When is it requested?
A DHEAS test may be requested with other hormone tests when excess androgen (male hormone) production is suspected. This will be apparent by either precocious puberty in boys or hirsutism or virilisation in women. DHEAS concentrations may be used in the investigation of disorders of sex development. If an enzyme deficiency is present that causes increased DHEAS in such cases then the hormone may be requested to monitor treatment.
What does the test result mean?
Low concentrations of DHEAS may be due to adrenal dysfunction or hypopituitarism - a condition that causes decreased levels of the pituitary hormones that regulate the production and secretion of adrenal hormones. Normal DHEAS concentrations, along with normal concentrations of other androgens, may indicate that the adrenal gland is functioning normally or (more rarely) that an adrenal tumour or cancer present is not secreting hormones. Normal concentrations of DHEAS are frequently seen with PCOS, as this disorder is usually related to ovarian androgen production (primarily testosterone).
Elevated concentrations of DHEAS may indicate an adrenal cancer, or adrenal hyperplasia. Increased concentrations of DHEAS are not diagnostic of a specific condition; they usually indicate the need for further testing to pinpoint the cause of the hormone imbalance.
Is there anything else I should know?
DHEAS concentrations are normally high in both male and female newborns. They drop sharply shortly after birth, then rise again during puberty. DHEAS concentrations peak between the ages of 18 to 30 years and then slowly decline with age.
People taking DHEA supplements will have elevated blood concentrations of DHEAS.
Why doesn't my sample for a DHEAS level have to be taken in the morning?
DHEAS concentrations are stable and not affected by time of day, meals or activity so your sample may be collected any time of day.

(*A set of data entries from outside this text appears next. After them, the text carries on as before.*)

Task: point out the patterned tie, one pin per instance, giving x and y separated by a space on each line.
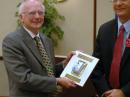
115 66
47 63
44 56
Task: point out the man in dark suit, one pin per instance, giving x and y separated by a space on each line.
106 46
27 73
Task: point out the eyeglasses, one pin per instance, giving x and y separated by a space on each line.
114 1
33 13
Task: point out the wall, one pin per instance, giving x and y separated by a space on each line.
104 11
78 26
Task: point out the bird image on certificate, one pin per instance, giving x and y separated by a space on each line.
79 68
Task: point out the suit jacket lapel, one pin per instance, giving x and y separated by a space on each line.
30 43
126 54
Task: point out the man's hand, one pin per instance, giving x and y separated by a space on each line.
65 62
114 93
65 82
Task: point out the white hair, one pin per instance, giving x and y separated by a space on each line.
22 5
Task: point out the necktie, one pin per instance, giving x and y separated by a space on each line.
47 63
115 66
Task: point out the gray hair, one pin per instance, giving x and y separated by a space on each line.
22 5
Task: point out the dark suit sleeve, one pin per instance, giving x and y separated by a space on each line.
126 90
19 71
98 76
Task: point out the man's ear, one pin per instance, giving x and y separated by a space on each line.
21 18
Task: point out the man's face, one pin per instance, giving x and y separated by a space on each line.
122 8
33 16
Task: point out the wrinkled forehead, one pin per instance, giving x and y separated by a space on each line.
32 5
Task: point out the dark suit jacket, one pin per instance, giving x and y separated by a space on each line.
26 72
104 51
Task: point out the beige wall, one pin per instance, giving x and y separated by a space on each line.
104 11
78 26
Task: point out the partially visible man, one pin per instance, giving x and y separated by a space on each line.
112 74
27 67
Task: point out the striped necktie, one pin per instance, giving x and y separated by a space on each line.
117 55
44 55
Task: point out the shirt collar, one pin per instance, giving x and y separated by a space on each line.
31 33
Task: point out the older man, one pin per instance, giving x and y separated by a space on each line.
112 75
29 57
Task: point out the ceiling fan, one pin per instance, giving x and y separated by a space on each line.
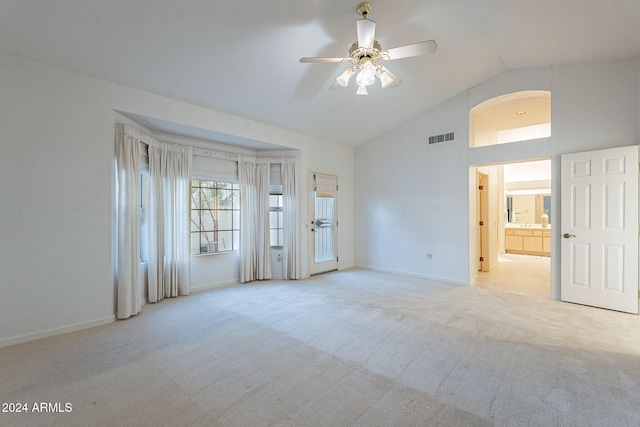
366 52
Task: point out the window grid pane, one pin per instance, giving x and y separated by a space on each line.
276 220
215 217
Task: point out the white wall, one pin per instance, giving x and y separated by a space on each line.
413 199
57 189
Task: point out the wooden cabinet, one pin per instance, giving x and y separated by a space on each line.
530 241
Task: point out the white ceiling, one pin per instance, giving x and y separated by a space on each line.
241 57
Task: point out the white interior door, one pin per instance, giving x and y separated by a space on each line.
599 232
323 223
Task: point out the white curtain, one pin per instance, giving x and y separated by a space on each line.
169 250
128 182
255 249
289 200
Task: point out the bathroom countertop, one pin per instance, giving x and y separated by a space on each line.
536 226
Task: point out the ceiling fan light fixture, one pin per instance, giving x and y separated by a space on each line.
343 79
385 79
366 76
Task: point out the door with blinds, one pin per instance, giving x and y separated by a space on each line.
323 222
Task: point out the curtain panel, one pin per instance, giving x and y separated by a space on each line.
169 251
128 217
255 248
289 199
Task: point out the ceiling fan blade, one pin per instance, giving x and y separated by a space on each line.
318 59
397 81
409 50
366 33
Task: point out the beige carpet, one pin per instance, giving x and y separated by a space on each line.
346 349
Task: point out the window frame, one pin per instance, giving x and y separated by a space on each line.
279 211
201 229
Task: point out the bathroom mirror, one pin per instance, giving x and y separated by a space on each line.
528 208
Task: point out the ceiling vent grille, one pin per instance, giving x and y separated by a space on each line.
443 137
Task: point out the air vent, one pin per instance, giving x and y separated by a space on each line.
443 137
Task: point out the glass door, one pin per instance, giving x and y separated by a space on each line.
323 224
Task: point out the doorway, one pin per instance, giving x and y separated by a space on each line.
515 224
323 193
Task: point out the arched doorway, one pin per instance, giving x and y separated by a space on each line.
507 119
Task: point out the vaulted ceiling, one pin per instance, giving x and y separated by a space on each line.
241 57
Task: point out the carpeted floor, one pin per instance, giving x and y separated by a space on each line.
348 348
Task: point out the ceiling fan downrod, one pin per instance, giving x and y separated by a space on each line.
363 9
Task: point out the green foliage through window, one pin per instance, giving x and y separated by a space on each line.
215 217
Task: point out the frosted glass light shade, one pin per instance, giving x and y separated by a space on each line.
343 79
366 76
385 80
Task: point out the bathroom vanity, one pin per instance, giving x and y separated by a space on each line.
527 239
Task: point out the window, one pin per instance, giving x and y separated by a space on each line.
276 219
215 217
144 212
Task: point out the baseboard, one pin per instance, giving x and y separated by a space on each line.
214 285
416 275
56 331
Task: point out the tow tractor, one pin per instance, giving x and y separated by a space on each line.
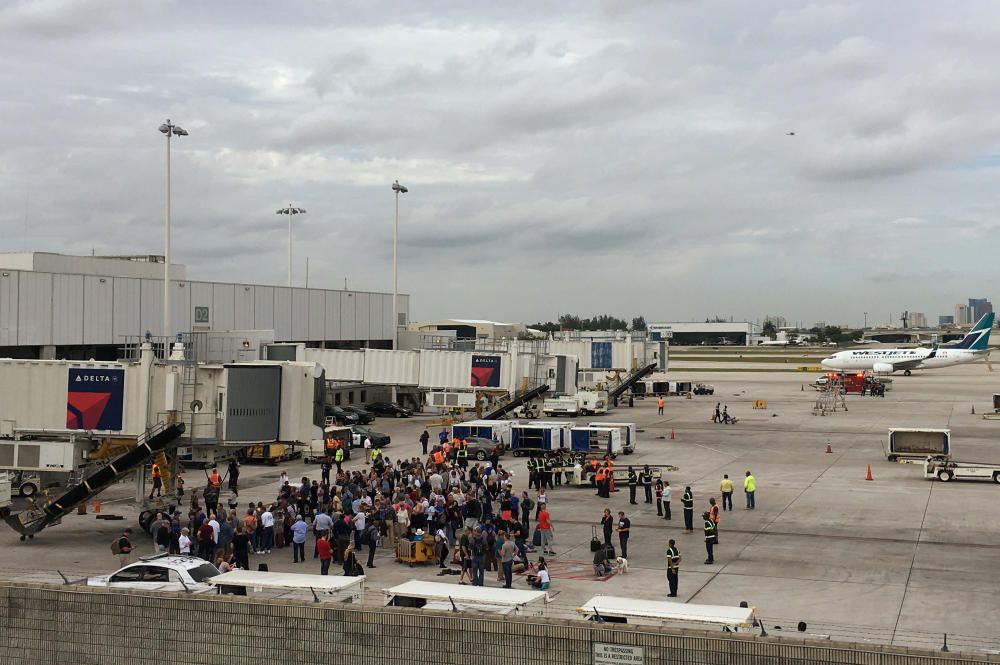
945 469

Does everyone with elevated DHEAS have symptoms?
Not necessarily. It may be difficult to determine when adult men have elevated concentrations of DHEAS (since they already have masculine secondary sexual characteristics) and women of some ethnic groups (for example Asian women) may have elevated concentrations of testosterone and DHEAS without exhibiting symptoms such as excess hair growth or acne. Also, it should be noted that the symptoms present, and their severity, will vary from person to person.